Language and Style of Sunetra Gupta’s Fictional Narratives
Keywords:stream of conciousness, haunting memories, second-person narration, literary language, intertextuality
My aim in this paper is to offer a critical discussion on certain linguistic and stylistic aspects in the fictional pieces by Sunetra Gupta, an important Bengali diaspora author based in Oxford. In her debut novel, ‘Memories of Rain’ as well as in her others, Gupta effortlessly intersperses prose with poetry; her writing is complex, fusing stream of sensuous poetic imagery with stream of consciousness.
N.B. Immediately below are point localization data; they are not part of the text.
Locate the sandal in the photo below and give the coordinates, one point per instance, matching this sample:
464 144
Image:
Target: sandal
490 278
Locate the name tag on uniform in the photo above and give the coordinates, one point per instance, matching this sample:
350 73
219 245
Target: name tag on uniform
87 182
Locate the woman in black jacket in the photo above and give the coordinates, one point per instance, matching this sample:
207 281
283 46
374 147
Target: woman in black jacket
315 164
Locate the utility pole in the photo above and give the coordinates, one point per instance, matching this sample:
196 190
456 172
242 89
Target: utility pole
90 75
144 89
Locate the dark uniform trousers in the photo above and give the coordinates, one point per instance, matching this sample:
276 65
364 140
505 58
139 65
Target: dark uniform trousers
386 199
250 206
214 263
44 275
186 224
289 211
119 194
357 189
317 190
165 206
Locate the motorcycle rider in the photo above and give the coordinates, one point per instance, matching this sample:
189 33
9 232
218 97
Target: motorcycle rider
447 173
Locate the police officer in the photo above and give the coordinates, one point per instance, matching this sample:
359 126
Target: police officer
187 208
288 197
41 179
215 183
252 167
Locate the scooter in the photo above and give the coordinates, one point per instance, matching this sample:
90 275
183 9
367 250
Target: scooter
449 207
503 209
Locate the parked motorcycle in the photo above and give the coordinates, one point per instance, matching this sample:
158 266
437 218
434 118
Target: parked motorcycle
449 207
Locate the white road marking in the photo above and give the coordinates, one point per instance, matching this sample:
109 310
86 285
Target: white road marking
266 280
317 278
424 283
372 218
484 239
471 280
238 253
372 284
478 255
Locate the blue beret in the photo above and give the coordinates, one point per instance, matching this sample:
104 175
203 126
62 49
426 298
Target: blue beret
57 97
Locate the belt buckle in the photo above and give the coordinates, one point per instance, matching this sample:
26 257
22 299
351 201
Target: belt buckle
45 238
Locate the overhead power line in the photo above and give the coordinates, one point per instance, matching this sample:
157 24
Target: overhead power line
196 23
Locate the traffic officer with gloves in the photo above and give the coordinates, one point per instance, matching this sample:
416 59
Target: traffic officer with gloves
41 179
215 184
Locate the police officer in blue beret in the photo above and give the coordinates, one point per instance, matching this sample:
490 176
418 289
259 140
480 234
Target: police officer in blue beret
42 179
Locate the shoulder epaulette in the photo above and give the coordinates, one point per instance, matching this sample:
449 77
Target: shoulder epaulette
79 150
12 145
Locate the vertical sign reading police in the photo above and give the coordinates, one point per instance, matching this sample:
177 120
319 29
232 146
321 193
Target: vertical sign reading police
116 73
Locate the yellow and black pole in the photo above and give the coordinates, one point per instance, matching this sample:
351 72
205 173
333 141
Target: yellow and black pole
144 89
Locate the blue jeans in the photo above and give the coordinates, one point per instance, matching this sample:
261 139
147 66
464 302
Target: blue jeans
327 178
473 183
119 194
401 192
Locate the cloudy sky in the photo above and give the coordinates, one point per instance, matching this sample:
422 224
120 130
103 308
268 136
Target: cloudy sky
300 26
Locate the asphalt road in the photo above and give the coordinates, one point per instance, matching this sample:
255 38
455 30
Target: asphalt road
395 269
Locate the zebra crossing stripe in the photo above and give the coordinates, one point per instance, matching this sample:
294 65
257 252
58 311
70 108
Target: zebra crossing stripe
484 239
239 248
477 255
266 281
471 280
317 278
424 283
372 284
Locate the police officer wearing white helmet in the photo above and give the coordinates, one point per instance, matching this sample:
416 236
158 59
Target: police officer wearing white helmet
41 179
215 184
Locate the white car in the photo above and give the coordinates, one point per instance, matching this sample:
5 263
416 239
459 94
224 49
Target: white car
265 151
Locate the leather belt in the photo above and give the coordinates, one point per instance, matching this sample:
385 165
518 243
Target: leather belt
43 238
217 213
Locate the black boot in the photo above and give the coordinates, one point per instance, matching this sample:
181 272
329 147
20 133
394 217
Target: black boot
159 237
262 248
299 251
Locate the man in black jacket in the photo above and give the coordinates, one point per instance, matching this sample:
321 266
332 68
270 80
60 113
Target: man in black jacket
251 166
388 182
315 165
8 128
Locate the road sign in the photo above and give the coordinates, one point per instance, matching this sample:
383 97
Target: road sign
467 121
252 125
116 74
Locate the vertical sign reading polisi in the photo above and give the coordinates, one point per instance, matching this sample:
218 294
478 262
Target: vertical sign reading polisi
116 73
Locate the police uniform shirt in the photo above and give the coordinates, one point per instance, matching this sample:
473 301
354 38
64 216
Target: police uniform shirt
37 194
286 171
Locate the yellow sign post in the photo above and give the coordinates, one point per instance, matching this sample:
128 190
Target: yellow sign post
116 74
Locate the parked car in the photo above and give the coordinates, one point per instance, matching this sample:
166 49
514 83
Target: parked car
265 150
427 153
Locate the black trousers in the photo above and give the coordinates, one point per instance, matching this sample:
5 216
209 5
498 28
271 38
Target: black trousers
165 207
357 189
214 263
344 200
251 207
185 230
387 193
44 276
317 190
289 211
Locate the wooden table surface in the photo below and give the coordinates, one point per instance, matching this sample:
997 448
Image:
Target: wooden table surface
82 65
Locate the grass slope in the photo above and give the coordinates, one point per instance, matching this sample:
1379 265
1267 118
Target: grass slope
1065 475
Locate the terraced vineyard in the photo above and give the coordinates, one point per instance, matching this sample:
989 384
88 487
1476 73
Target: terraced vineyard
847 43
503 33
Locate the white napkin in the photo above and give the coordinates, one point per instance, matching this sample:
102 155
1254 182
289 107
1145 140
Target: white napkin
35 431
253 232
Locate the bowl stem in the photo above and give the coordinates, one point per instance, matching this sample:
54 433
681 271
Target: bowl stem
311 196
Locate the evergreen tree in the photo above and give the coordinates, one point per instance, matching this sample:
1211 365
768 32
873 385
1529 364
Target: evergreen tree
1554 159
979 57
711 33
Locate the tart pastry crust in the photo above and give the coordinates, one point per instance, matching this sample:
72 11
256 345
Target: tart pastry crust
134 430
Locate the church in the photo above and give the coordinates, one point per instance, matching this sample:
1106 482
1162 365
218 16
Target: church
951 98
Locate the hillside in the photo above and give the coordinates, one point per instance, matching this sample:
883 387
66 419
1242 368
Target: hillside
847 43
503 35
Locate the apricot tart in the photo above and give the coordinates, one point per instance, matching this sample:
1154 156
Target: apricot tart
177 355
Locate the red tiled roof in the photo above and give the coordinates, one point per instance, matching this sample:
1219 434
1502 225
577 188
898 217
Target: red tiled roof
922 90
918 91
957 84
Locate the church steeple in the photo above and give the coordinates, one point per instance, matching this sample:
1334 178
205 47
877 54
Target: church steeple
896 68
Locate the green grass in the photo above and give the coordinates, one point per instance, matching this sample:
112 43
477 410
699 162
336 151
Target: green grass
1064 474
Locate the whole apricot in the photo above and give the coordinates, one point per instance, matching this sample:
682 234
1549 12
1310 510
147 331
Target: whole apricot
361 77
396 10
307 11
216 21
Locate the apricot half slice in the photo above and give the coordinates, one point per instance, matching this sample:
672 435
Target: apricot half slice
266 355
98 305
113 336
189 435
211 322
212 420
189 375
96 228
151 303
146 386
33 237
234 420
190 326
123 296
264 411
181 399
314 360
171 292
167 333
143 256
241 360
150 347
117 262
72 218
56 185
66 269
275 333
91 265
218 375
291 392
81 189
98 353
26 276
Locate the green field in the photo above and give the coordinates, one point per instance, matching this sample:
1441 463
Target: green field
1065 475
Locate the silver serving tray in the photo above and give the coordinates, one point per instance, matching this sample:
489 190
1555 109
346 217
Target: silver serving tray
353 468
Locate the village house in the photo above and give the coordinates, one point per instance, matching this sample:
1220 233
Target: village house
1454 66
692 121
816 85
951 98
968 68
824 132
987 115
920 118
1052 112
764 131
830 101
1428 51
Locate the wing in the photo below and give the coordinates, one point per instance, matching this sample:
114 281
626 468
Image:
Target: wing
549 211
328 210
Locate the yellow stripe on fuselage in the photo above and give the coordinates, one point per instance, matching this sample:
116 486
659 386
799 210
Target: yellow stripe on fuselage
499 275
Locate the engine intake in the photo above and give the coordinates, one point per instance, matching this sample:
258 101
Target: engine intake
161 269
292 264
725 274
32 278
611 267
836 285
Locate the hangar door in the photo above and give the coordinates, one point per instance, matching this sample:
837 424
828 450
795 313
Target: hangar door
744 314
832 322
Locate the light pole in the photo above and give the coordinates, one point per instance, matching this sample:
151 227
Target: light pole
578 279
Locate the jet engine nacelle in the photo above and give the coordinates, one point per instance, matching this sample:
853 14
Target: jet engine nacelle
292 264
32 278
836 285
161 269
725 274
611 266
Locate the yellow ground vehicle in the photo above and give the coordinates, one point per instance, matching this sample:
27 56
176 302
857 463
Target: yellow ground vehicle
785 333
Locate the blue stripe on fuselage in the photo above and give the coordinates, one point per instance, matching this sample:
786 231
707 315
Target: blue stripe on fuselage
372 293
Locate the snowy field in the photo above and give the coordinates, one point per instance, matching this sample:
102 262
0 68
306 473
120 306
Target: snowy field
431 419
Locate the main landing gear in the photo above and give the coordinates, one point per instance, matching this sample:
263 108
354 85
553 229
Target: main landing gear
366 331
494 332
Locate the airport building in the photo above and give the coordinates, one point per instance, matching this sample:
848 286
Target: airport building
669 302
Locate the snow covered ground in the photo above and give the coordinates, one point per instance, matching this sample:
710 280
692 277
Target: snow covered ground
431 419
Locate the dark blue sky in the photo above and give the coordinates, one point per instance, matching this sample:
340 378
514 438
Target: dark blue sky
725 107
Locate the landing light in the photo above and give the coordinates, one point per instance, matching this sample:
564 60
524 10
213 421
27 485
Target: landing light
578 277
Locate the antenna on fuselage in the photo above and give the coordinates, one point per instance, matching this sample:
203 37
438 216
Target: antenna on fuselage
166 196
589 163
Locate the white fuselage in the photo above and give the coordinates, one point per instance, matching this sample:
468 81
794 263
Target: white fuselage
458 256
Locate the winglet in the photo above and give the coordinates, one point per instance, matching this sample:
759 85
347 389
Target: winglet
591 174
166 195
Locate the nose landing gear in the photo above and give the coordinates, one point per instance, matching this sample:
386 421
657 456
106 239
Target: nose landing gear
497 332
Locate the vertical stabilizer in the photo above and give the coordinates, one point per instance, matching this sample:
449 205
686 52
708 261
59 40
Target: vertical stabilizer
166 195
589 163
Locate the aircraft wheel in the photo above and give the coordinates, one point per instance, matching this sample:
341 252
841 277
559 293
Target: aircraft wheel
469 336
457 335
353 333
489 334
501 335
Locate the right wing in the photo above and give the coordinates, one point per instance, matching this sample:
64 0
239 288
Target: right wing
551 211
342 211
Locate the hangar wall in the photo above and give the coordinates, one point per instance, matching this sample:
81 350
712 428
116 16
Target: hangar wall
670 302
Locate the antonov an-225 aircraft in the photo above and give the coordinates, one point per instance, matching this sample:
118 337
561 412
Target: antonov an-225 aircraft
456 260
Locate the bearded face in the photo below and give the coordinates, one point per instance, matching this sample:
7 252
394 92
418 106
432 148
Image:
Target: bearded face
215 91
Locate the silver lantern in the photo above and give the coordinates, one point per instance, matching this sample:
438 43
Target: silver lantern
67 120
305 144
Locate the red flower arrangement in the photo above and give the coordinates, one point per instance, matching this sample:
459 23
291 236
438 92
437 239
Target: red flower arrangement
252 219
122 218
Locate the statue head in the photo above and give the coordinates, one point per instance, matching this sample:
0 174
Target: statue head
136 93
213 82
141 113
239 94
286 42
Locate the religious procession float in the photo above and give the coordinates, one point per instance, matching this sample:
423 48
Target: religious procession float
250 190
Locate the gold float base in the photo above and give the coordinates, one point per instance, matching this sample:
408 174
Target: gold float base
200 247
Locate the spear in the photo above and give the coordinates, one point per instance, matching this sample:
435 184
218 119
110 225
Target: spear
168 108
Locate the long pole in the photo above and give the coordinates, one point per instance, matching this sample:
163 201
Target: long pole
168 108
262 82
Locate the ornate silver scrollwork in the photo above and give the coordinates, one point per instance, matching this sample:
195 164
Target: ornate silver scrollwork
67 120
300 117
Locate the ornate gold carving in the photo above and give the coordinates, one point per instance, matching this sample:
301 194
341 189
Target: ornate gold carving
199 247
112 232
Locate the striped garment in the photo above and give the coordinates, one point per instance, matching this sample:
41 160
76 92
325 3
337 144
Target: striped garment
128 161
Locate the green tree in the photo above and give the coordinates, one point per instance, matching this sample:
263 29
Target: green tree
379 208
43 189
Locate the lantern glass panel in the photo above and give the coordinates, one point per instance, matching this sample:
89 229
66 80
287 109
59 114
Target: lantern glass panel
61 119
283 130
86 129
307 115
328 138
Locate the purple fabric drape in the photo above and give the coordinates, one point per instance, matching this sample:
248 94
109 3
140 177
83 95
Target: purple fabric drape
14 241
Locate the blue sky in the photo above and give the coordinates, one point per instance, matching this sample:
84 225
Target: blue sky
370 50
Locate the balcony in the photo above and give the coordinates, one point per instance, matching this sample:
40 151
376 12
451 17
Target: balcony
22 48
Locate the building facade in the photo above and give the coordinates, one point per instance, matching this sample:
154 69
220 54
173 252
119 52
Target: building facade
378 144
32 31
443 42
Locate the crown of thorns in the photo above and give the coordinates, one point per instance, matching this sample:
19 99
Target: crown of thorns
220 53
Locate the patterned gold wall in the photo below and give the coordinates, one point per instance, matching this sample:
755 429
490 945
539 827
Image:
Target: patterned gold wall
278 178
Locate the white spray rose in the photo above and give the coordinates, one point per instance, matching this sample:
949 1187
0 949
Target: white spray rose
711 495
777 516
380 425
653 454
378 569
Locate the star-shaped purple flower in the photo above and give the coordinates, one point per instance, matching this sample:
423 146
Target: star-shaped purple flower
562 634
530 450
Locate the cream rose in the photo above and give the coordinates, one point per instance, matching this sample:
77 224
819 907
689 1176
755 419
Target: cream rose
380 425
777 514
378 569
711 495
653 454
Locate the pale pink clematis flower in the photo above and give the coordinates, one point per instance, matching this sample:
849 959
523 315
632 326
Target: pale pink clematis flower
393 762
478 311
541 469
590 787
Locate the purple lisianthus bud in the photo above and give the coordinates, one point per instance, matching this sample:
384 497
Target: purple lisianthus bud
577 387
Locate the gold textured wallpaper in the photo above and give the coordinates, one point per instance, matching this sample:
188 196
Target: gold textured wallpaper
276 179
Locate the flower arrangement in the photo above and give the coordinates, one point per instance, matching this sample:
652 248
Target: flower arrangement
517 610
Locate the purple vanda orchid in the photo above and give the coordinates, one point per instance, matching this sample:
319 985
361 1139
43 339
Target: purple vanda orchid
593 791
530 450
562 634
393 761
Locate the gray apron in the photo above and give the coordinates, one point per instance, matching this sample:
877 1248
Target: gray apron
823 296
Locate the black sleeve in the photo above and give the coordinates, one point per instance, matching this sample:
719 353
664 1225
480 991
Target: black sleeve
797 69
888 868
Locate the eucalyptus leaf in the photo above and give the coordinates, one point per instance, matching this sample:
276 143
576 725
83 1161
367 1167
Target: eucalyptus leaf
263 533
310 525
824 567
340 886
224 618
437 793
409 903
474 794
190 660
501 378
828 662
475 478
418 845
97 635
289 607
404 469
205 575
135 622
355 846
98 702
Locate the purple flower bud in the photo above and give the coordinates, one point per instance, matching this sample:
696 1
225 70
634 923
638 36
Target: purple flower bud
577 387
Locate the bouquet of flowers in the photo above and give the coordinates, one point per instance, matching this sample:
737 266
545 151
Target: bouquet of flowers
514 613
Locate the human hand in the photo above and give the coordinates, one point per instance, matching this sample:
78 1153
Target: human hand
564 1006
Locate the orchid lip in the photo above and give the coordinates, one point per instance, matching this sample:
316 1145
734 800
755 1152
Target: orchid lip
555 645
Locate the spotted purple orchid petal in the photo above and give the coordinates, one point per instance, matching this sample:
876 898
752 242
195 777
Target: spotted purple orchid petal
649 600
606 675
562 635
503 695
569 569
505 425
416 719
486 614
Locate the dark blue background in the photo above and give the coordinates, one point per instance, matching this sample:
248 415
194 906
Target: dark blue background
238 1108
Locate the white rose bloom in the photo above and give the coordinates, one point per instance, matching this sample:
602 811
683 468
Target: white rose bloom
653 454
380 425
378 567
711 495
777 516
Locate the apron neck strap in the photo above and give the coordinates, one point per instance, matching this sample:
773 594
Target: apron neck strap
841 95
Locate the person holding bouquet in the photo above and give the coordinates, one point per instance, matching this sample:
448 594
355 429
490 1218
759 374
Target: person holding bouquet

A powerful delivery of interior monologue, figurative language, and continuous time-shifts invites the novelist’s comparison with Virginia Woolf. Memory becomes a vital player in many of her novels, be it Memories of Rain, Moonlight into Marzipan or So Good in Black. Giving it the centre stage automatically leads her towards an experimental narrative technique, since memory – a highly subjective and elastic category blending fantasy with the past – keeps intervening in the linear flow of the plot. Interestingly, her stream-of-consciousness technique transforms language and punctuation marks from normative linguistic symbols into poignant emotional tools. By exploring the limits of ambiguity in language, as I argue here, Gupta has evolved a personal literary idiom in which prose is pushed into a territory formerly accessible only to poetry. The issue of intertextuality is also discussed, with special reference to Memories of Rain where the influence and interplay of diverse texts provide the novelists context and meaning, and shape its narrative and characters.